With Simple prompt template

In [395]:
# Chaining
chain_pd = simple_prompt_pd | model | pd_output_parser

# Result
try:
    response_df = chain_pd.invoke({})
    print("Parsed Dataframe \n", response_df)
    print("Dataframe Info: \n", response_df.info())

except Exception as e:
    print(f"An error occurred during parsing {e}")
    print("Ensure the dataframe adhere to the format correctly.")


An error occurred during parsing The maximum index 3 exceeds the maximum index of                     the Pandas DataFrame 2.
For troubleshooting, visit: https://python.langchain.com/docs/troubleshooting/errors/OUTPUT_PARSING_FAILURE 
Ensure the dataframe adhere to the format correctly.


With Chat prompt template

In [396]:
# Chaining
chain_pd = chat_prompt_pd | model | pd_output_parser

# Result
try:
    response_df = chain_pd.invoke({})
    print("Parsed Dataframe \n", response_df)
    print("Dataframe Info: \n", response_df.info())

except Exception as e:
    print(f"An error occurred during parsing {e}")
    print("Ensure the dataframe adhere to the format correctly.")


An error occurred during parsing The maximum index 3 exceeds the maximum index of                     the Pandas DataFrame 2.
For troubleshooting, visit: https://python.langchain.com/docs/troubleshooting/errors/OUTPUT_PARSING_FAILURE 
Ensure the dataframe adhere to the format correctly.


**Conclusion: Why it failed? Because, pd_output_parser.get_format_instructions() returns a long string that includes the mini-grammar and examples of valid requests. Even though I didn’t write any examples yourself, the parser supplies them. Now as I asked to return "Only ONE operation" and not the exact one, it randomly picks something from those examples, for which I did not define the index. Let me now try it with OutputFixingParser.**

##### 4.1.8. With OutputFixingParser

In [397]:
# Define the object
fixing_output_parser = OutputFixingParser.from_llm(parser=pd_output_parser, llm=model)
fixing_output_parser.get_format_instructions()

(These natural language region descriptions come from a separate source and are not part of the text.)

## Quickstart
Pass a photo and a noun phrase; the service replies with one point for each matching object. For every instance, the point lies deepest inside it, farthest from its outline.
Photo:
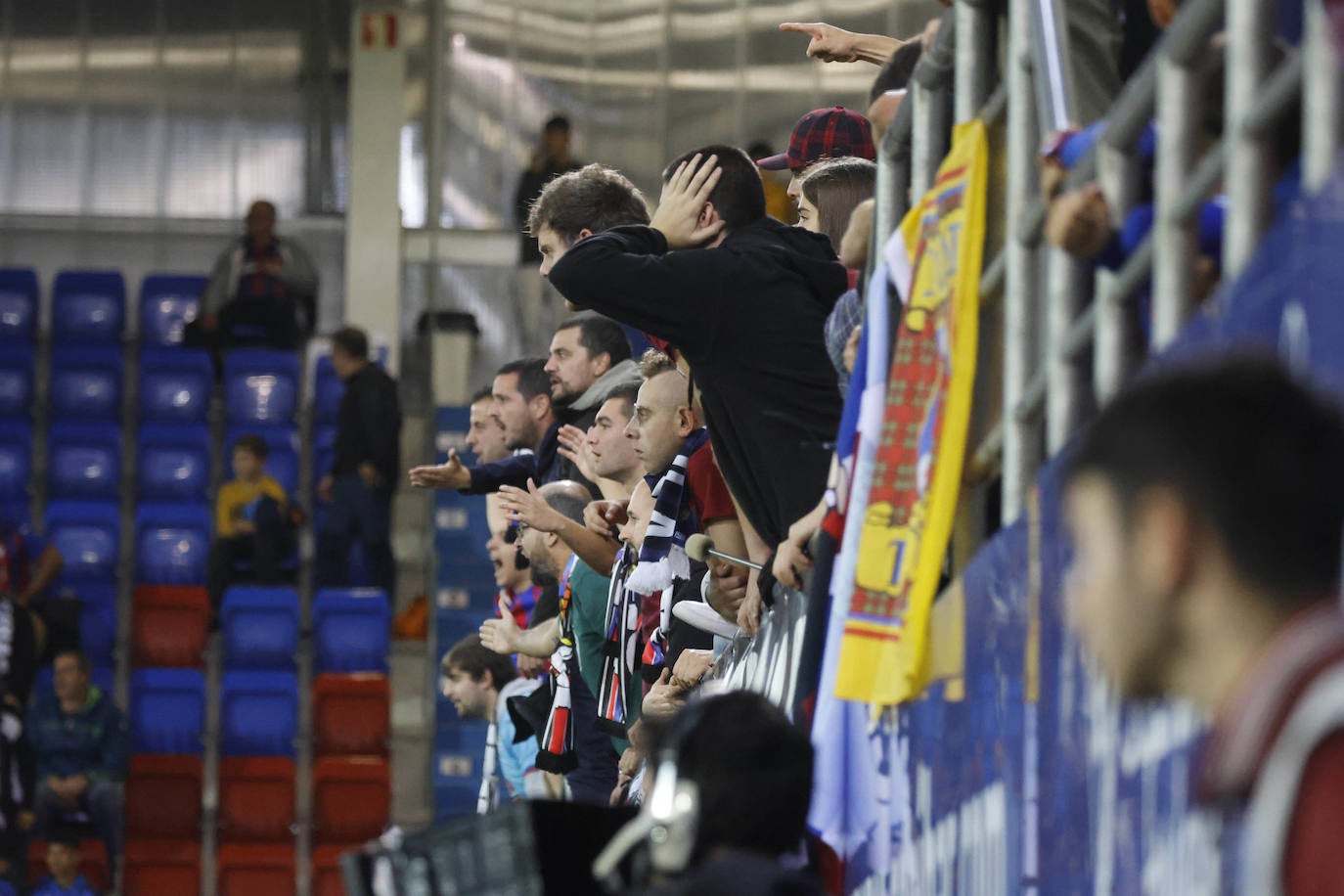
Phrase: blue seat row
(90, 306)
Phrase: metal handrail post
(1250, 25)
(1322, 112)
(1021, 454)
(1113, 356)
(1067, 291)
(973, 49)
(1175, 236)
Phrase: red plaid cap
(824, 133)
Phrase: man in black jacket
(747, 316)
(359, 485)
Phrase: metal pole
(974, 31)
(1069, 289)
(1020, 446)
(1322, 114)
(1175, 238)
(1249, 31)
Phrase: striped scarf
(621, 650)
(557, 754)
(663, 557)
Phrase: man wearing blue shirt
(480, 683)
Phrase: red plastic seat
(161, 867)
(327, 877)
(255, 870)
(169, 625)
(93, 861)
(255, 798)
(351, 798)
(351, 715)
(162, 797)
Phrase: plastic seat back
(19, 295)
(87, 306)
(168, 711)
(261, 385)
(175, 384)
(351, 798)
(86, 383)
(172, 463)
(172, 543)
(17, 381)
(169, 625)
(351, 713)
(162, 797)
(255, 798)
(161, 867)
(87, 535)
(351, 630)
(167, 304)
(261, 628)
(258, 713)
(83, 461)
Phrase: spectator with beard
(773, 406)
(513, 576)
(566, 724)
(480, 683)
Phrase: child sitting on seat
(254, 520)
(64, 864)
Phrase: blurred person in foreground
(1206, 508)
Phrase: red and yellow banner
(917, 477)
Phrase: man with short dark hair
(485, 432)
(751, 771)
(747, 315)
(359, 485)
(1206, 508)
(82, 747)
(480, 683)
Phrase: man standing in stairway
(359, 485)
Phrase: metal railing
(1063, 324)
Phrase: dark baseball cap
(824, 133)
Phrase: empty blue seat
(172, 542)
(258, 713)
(261, 628)
(87, 535)
(328, 389)
(15, 381)
(261, 385)
(86, 381)
(168, 711)
(97, 619)
(283, 452)
(351, 630)
(87, 306)
(175, 384)
(167, 304)
(83, 460)
(172, 463)
(18, 304)
(15, 458)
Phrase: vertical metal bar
(1067, 289)
(1020, 446)
(923, 161)
(1175, 241)
(434, 122)
(1322, 113)
(1050, 62)
(973, 57)
(1111, 349)
(1249, 31)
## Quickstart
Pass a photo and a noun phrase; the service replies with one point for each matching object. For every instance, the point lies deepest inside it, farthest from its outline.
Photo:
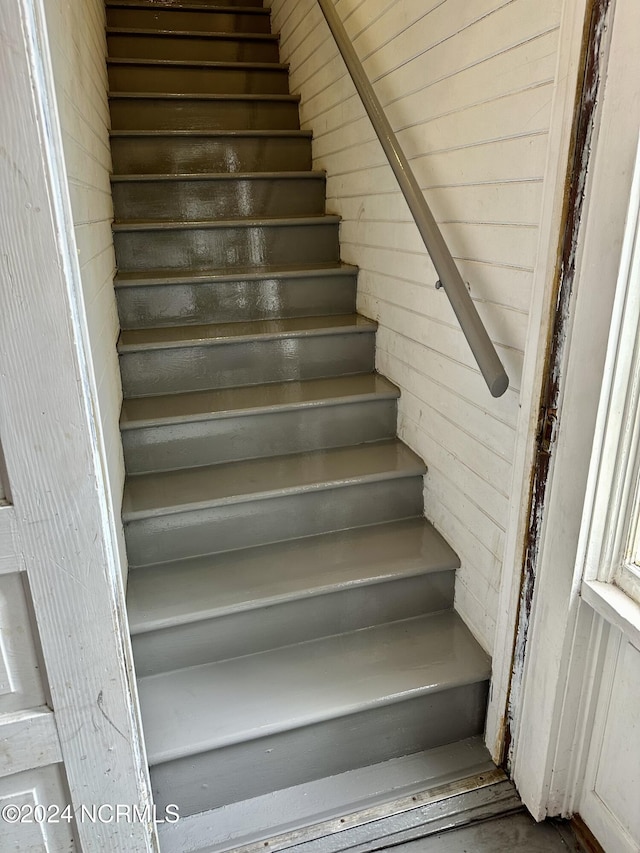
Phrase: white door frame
(52, 447)
(569, 69)
(567, 642)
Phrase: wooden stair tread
(173, 594)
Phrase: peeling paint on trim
(578, 163)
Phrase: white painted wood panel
(77, 41)
(60, 525)
(610, 800)
(468, 88)
(42, 787)
(20, 680)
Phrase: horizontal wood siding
(468, 89)
(78, 48)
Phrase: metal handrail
(450, 279)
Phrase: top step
(216, 19)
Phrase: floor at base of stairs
(399, 799)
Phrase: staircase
(291, 610)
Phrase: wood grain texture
(468, 89)
(49, 427)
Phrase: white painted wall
(78, 49)
(610, 798)
(468, 87)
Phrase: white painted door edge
(567, 71)
(566, 639)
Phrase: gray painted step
(155, 75)
(195, 358)
(292, 814)
(227, 244)
(207, 427)
(217, 19)
(214, 608)
(179, 514)
(264, 722)
(171, 111)
(210, 47)
(218, 196)
(145, 300)
(214, 151)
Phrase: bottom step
(224, 732)
(326, 814)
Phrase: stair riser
(206, 249)
(230, 301)
(224, 81)
(250, 769)
(253, 631)
(188, 20)
(197, 368)
(194, 114)
(219, 199)
(198, 49)
(187, 445)
(166, 154)
(242, 525)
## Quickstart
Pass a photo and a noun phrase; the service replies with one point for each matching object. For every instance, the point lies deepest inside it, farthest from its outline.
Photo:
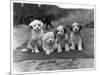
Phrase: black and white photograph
(52, 37)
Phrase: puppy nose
(76, 29)
(37, 28)
(50, 40)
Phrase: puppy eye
(38, 24)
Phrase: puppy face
(50, 40)
(76, 27)
(36, 25)
(60, 30)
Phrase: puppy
(36, 34)
(49, 42)
(62, 38)
(76, 37)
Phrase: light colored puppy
(49, 42)
(36, 34)
(76, 37)
(62, 38)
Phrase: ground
(30, 62)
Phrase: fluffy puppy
(62, 38)
(49, 42)
(36, 34)
(76, 37)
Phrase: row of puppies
(57, 39)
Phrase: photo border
(51, 3)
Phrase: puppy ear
(80, 27)
(55, 33)
(30, 25)
(65, 31)
(71, 28)
(42, 24)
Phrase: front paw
(37, 51)
(59, 50)
(47, 52)
(24, 50)
(32, 51)
(72, 48)
(67, 49)
(80, 49)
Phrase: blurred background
(24, 13)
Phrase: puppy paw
(67, 49)
(59, 51)
(47, 52)
(80, 49)
(32, 51)
(72, 48)
(37, 51)
(24, 50)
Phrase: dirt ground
(30, 62)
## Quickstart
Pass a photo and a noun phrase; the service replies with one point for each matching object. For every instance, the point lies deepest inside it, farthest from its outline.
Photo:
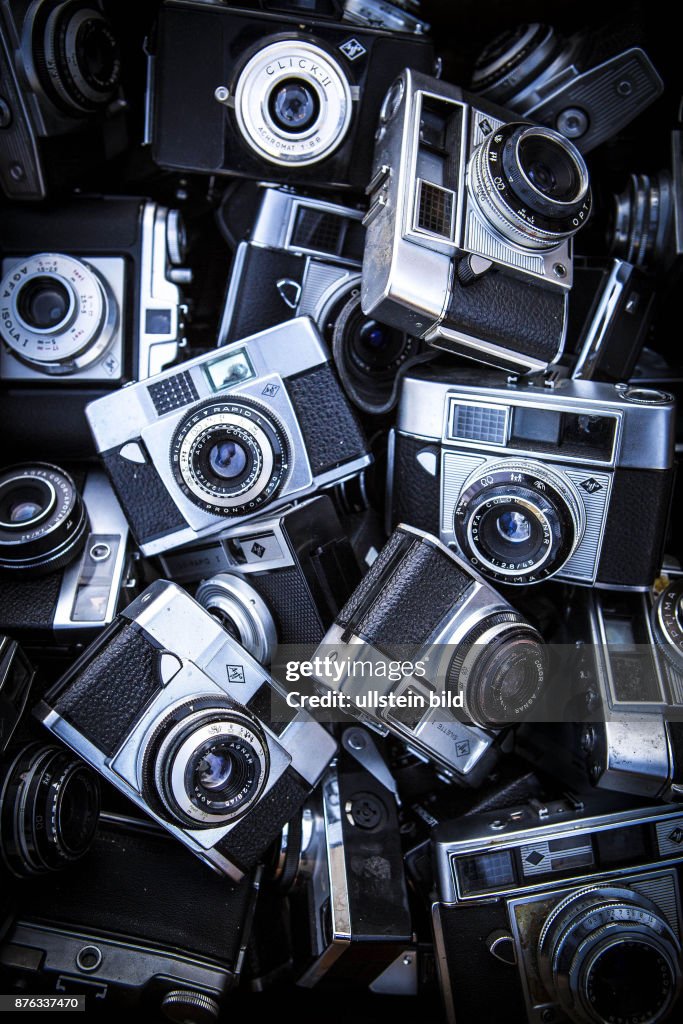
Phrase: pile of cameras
(429, 430)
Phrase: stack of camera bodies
(228, 517)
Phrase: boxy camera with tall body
(469, 232)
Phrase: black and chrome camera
(616, 720)
(65, 564)
(117, 928)
(275, 580)
(61, 110)
(49, 800)
(292, 95)
(579, 85)
(227, 435)
(468, 241)
(303, 258)
(342, 864)
(89, 299)
(186, 724)
(528, 481)
(561, 912)
(425, 649)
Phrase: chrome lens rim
(321, 75)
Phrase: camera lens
(43, 521)
(242, 612)
(49, 807)
(369, 355)
(207, 763)
(609, 953)
(293, 102)
(44, 303)
(550, 168)
(57, 299)
(229, 458)
(294, 105)
(519, 522)
(531, 184)
(500, 668)
(76, 55)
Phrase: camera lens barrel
(60, 313)
(230, 458)
(49, 807)
(43, 520)
(608, 953)
(293, 102)
(242, 611)
(77, 56)
(530, 184)
(206, 763)
(518, 521)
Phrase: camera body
(348, 896)
(67, 600)
(578, 85)
(62, 108)
(49, 800)
(453, 665)
(536, 903)
(462, 248)
(89, 299)
(115, 929)
(227, 435)
(275, 580)
(295, 92)
(568, 479)
(303, 257)
(179, 718)
(622, 727)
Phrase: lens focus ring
(293, 102)
(494, 504)
(525, 207)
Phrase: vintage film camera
(530, 479)
(619, 721)
(342, 864)
(173, 712)
(454, 664)
(89, 299)
(303, 258)
(62, 111)
(468, 242)
(290, 94)
(227, 435)
(275, 580)
(117, 929)
(49, 800)
(580, 85)
(559, 912)
(66, 568)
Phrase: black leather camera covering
(331, 429)
(636, 527)
(509, 312)
(150, 509)
(144, 887)
(245, 844)
(105, 690)
(412, 587)
(416, 494)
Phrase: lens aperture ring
(75, 340)
(260, 457)
(511, 204)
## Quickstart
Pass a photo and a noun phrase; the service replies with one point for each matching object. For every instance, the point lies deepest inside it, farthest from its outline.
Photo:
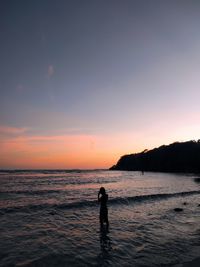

'The output should be formatted as a string as the operation, followed by a colon, followed by the column or row to be queried on, followed by optional array parameters.\n1. The column names are limited to the possible columns below.\n2. Arrays must either be a comma-separated list of numbers formatted as [1,3,5], or it must be in range of numbers formatted as [0..4].\n3. Remember that arrays are optional and not necessarily required.\n4. If the column is not in the possible columns or the operation is not a valid Pandas DataFrame operation, return why it is invalid as a sentence starting with either "Invalid column" or "Invalid operation".\n\nAs an example, for the formats:\n1. String "column:num_legs" is a well-formatted instance which gets the column num_legs, where num_legs is a possible column.\n2. String "row:1" is a well-formatted instance which gets row 1.\n3. String "column:num_legs[1,2]" is a well-formatted instance which gets the column num_legs for rows 1 and 2, where num_l

In [398]:
# Set up prompt template
simple_prompt_pd = PromptTemplate(
    template=("You are the best AI Engineer of the world. Return exactly ONE operation string that conforms to {format_instructions} \n" \
              "You must always return valid Dataframe format. Do not return any additional text."),
    input_variables=[],
    partial_variables={"format_instructions": fixing_output_parser.get_format_instructions()},
)

chat_prompt_pd = ChatPromptTemplate(
    [
        ("system", "You are the best AI Engineer of the world. Return exactly ONE operation string that conforms to {format_instructions} \n" \
              "You must always return valid Dataframe format. Do not return any additional text."),
        ("user", ""),
    ]
).partial(format_instructions = fixing_output_parser.get_format_instructions())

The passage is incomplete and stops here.